Precious posting: Was this the source of family wealth that allowed Jesus time to read, to wander the country side preaching, and for James to become President of the later Jerusalem Christian congregation and family members to continue in that position after his death? We can only make some assumptions.
Let's have a closer look at the family Jesus belonged to. I'm sure everyone's read Mark 6:3, but just in case anyone has already forgotten the verse, it reads:
Isn't this the carpenter? Isn't this Mary's son and the brother of James, Joseph, Judas and Simon? Aren't his sisters here with us?" And they took offense at him. (NIV).
The New Living Translation translates it somewhat differently (not sure about the scholarly basis for their selection of words):
Then they scoffed, "He's just a carpenter, the son of Mary and the brother of James, Joseph, Judas, and Simon. And his sisters live right here among us." They were deeply offended and refused to believe in him.
But we get the drift, after Jesus got up and preached in the Nazareth Synagogue, everyone was surprised (to say the least). They had known him as a carpenter, and they knew his brothers. And, it's possible that the family accept some of the husbands of the daughters into the business. Likely with all working together in the family business, and with their proximity to Sepphoris, they did well, and they all became prosperous.
We can also wonder about the role that Jesus had in the business? It seems he had a charismatic personality, so maybe he was something like the sales manager in a contemporary business, handy with words and carpentery tools, we see from his parables that he knew, and was on familiar terms with farm owners and managers, the middle class people employed by the wealthy to manage their investments.

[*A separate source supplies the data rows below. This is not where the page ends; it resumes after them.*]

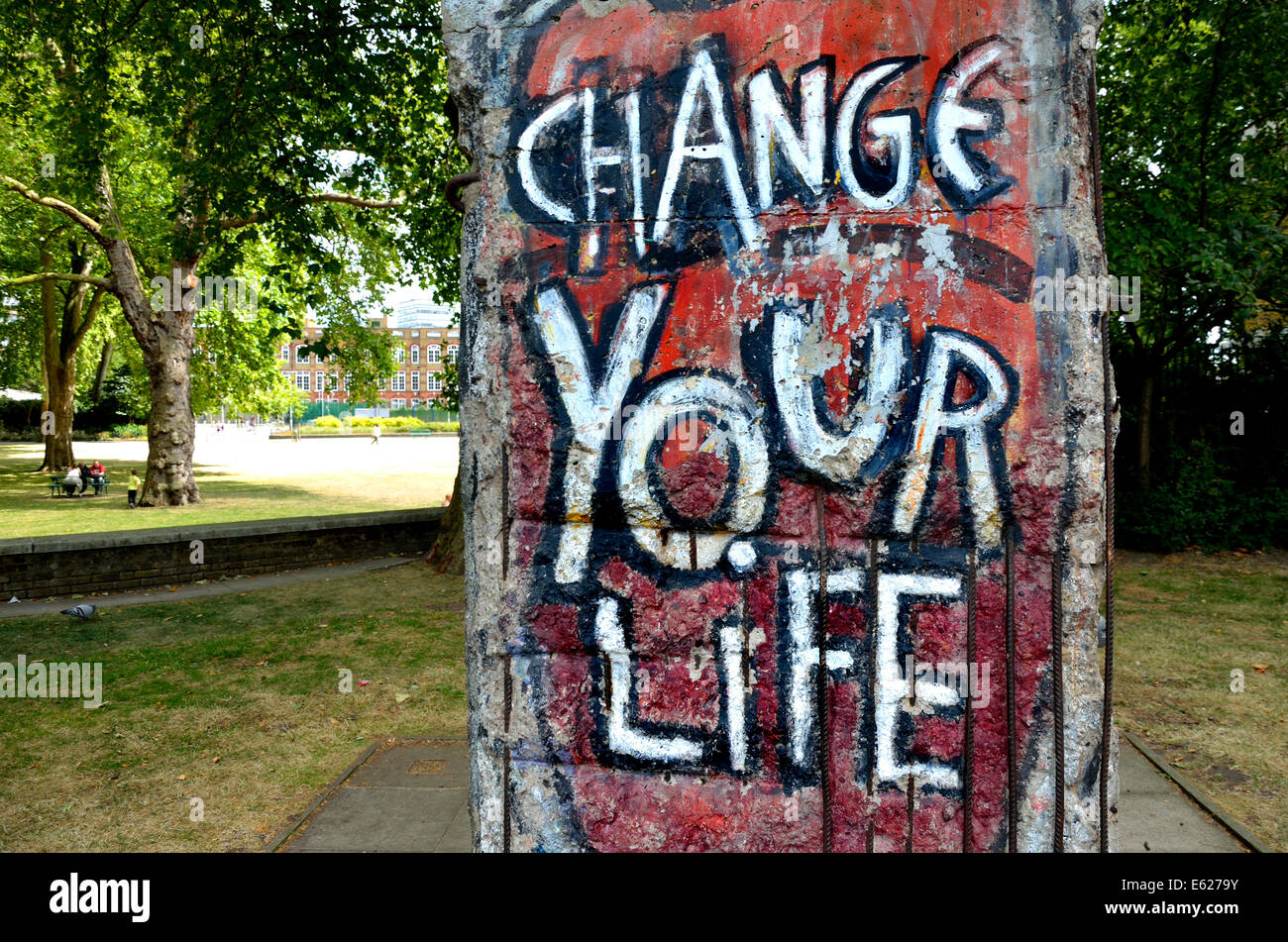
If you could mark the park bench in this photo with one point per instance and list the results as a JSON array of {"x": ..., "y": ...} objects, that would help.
[{"x": 55, "y": 485}]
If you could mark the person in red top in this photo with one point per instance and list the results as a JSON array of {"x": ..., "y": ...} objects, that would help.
[{"x": 97, "y": 473}]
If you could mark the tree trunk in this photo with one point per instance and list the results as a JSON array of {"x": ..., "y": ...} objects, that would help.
[
  {"x": 171, "y": 426},
  {"x": 166, "y": 339},
  {"x": 60, "y": 400},
  {"x": 1145, "y": 429},
  {"x": 449, "y": 550},
  {"x": 104, "y": 361},
  {"x": 58, "y": 370}
]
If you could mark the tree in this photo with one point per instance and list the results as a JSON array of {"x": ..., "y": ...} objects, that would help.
[
  {"x": 318, "y": 125},
  {"x": 1194, "y": 139}
]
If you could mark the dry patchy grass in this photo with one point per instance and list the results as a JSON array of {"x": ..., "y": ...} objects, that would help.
[{"x": 1185, "y": 620}]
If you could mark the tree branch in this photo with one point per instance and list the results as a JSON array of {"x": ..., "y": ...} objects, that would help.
[
  {"x": 356, "y": 201},
  {"x": 88, "y": 321},
  {"x": 85, "y": 222},
  {"x": 58, "y": 276},
  {"x": 347, "y": 198}
]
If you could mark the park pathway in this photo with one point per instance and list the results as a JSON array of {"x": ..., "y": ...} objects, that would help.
[{"x": 411, "y": 795}]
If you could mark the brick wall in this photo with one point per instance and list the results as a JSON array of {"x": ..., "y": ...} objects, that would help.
[{"x": 42, "y": 567}]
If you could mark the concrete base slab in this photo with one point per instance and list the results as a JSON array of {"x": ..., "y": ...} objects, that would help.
[
  {"x": 404, "y": 799},
  {"x": 1154, "y": 816}
]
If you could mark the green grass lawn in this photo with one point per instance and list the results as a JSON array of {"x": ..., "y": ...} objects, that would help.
[
  {"x": 1184, "y": 623},
  {"x": 236, "y": 700},
  {"x": 283, "y": 478},
  {"x": 233, "y": 700}
]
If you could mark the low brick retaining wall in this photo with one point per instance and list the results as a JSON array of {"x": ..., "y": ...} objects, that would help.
[{"x": 42, "y": 567}]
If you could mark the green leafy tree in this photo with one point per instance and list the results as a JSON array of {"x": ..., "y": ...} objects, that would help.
[
  {"x": 1194, "y": 138},
  {"x": 183, "y": 133}
]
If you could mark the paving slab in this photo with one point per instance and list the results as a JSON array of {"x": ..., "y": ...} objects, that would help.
[
  {"x": 1154, "y": 816},
  {"x": 408, "y": 798},
  {"x": 413, "y": 798}
]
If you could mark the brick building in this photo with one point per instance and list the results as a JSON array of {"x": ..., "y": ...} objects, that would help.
[{"x": 426, "y": 343}]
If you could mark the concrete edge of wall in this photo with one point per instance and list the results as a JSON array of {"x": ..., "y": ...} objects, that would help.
[{"x": 210, "y": 532}]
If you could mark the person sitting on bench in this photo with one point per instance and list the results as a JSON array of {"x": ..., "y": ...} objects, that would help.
[
  {"x": 97, "y": 475},
  {"x": 72, "y": 481}
]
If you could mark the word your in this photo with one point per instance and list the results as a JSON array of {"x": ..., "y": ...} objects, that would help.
[
  {"x": 893, "y": 398},
  {"x": 805, "y": 149},
  {"x": 102, "y": 895},
  {"x": 191, "y": 293},
  {"x": 1063, "y": 292},
  {"x": 55, "y": 680}
]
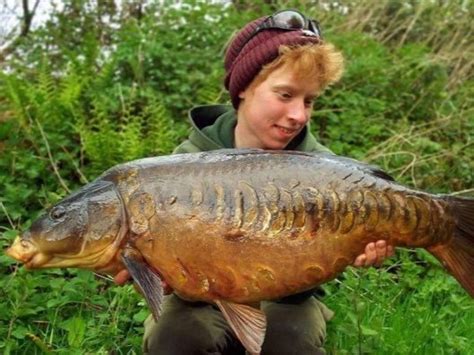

In the beginning, outside of Mary, it seems that no-one else in the family believed he had a divine mission and it certainly is not clear when any of his brothers began to believe. But it is also clear that James and Jude did, and according to the church historians Eusebius and Epiphanius, that James and also Simon (Simeon) were the first two 'bishops' of the Jerusalem congregation. There's other evidence that Jude's grandsons played a role in the church during the end of the first century CE, that was back in Galilee, after all Jews were driven out of Jerusalem by the Romans. So in some ways, it seems, the early church was dominated by the family of Jesus.
We ought to be asking what their influence was? To what extent did they influence doctrine? And to what extent were they influenced by Jewish-Hellenistic culture? Some scholarship argues that more than 20% (conservatively) of the population spoke Greek in public. There were even schools in Jerusalem that trained Jewish teachers in Greco-Roman rhetoric. Its also estimated that between 125,000 and 500,000 pilgrims from outside Palestine would visit Jerusalem for the major Jewish festivals. (Refer Acts 2:5-11) Greek was the common language used by nearly all.